Streamlit-first interactive data exploration with drill-down capabilities for exploring aggregated data

Project description

Luxin

A Streamlit-first Python package for interactive data exploration with drill-down capabilities. Click on aggregated rows to instantly see the underlying detail data.

PyPI version Python 3.8+ Documentation License: MIT

Documentation: luxin.readthedocs.io (built with MkDocs from the docs/ directory).

Luxin helps you explore aggregated data interactively through an intuitive, Streamlit-native interface.
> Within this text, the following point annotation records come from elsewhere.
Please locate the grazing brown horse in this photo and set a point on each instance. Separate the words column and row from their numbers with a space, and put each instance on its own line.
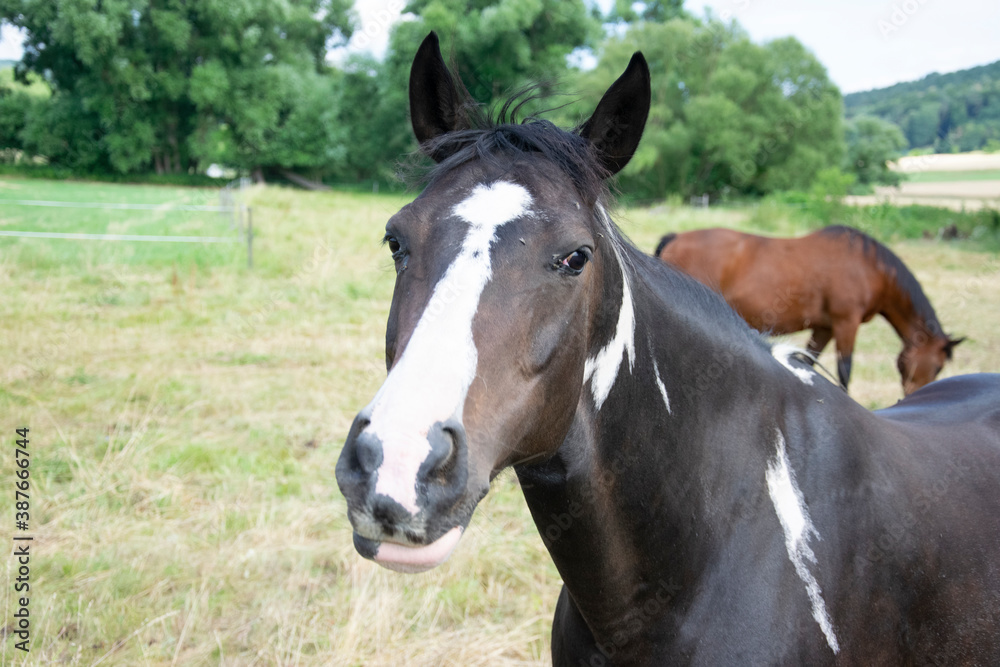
column 830, row 281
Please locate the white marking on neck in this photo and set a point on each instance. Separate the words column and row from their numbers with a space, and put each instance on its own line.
column 663, row 389
column 430, row 381
column 602, row 368
column 795, row 522
column 783, row 353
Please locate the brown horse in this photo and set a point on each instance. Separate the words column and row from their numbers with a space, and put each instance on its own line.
column 830, row 281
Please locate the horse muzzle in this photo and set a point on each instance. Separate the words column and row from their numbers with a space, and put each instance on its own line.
column 406, row 492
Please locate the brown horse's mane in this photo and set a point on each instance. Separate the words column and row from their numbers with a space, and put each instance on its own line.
column 894, row 269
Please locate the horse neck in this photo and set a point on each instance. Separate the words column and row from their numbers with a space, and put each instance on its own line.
column 903, row 316
column 643, row 450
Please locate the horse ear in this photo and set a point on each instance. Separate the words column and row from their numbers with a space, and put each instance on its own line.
column 436, row 104
column 952, row 342
column 617, row 123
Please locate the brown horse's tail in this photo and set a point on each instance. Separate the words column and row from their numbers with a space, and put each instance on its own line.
column 663, row 243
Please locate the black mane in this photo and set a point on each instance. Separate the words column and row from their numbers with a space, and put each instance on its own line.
column 502, row 138
column 893, row 267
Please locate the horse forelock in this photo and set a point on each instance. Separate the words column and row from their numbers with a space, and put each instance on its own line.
column 893, row 268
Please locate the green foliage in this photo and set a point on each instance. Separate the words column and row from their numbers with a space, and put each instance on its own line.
column 958, row 111
column 871, row 144
column 497, row 45
column 140, row 85
column 728, row 117
column 658, row 11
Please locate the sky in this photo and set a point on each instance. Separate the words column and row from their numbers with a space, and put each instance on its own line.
column 864, row 44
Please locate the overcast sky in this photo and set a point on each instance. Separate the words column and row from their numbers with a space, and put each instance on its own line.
column 864, row 44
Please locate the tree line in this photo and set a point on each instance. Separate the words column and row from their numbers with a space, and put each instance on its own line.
column 959, row 111
column 171, row 86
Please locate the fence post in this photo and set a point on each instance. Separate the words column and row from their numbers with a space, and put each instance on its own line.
column 249, row 238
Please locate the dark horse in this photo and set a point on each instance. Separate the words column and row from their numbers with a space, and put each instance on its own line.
column 830, row 281
column 707, row 499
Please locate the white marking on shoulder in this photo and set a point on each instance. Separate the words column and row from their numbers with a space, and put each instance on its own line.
column 790, row 507
column 663, row 389
column 783, row 353
column 430, row 381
Perfect for data scientists, analysts, and engineers who need to drill down into summary statistics to understand the underlying data.

✨ Key Features

  • 🔍 Interactive drill-down - Click on aggregated rows to see source data instantly
  • 📊 Streamlit-native UI - Fully integrated with Streamlit's native widgets
  • 🐼 Pandas support - Works seamlessly with pandas DataFrames
  • 🦀 Polars support - Optional support for Polars DataFrames
  • 🎯 Automatic tracking - TrackedDataFrame automatically tracks source rows during aggregations
  • 📓 Jupyter support - Also works in Jupyter notebooks (legacy HTML backend)
  • 🚀 Zero-config - Get started with minimal setup
  • 🎨 Modern UI - Clean, responsive interface with side-by-side detail view
  • 📈 Multi-column grouping - Support for complex multi-level aggregations
  • 🔧 Configurable - Customize UI behavior with InspectorConfig (luxin.config)
  • 🧭 Phase 3 (v0.3.0) - Optional multi-level drill (DrillHierarchySpec), comparison views (luxin.compare), data-quality panel, and aggregation builder—all feature-flagged; defaults stay backward compatible
  • Well-tested - 85%+ test coverage with comprehensive test suite

📦 Installation

pip install luxin

Optional extras:

pip install luxin[notebook]  # Jupyter/HTML drill-down (luxin-nb)
pip install luxin[polars]    # Polars → pandas / TrackedDataFrame helpers
pip install luxin[compare]   # SciPy for optional Welch t-tests in luxin.compare.inspect_pair

🚀 Quick Start

import streamlit as st
from luxin import Inspector, TrackedDataFrame
import pandas as pd

# Load your data
df = TrackedDataFrame({
    'category': ['A', 'A', 'B', 'B', 'C'],
    'sales': [100, 150, 200, 250, 300],
    'profit': [10, 15, 20, 25, 30]
})

# Aggregate data - tracking is automatic
agg = df.groupby(['category']).agg({'sales': 'sum', 'profit': 'sum'})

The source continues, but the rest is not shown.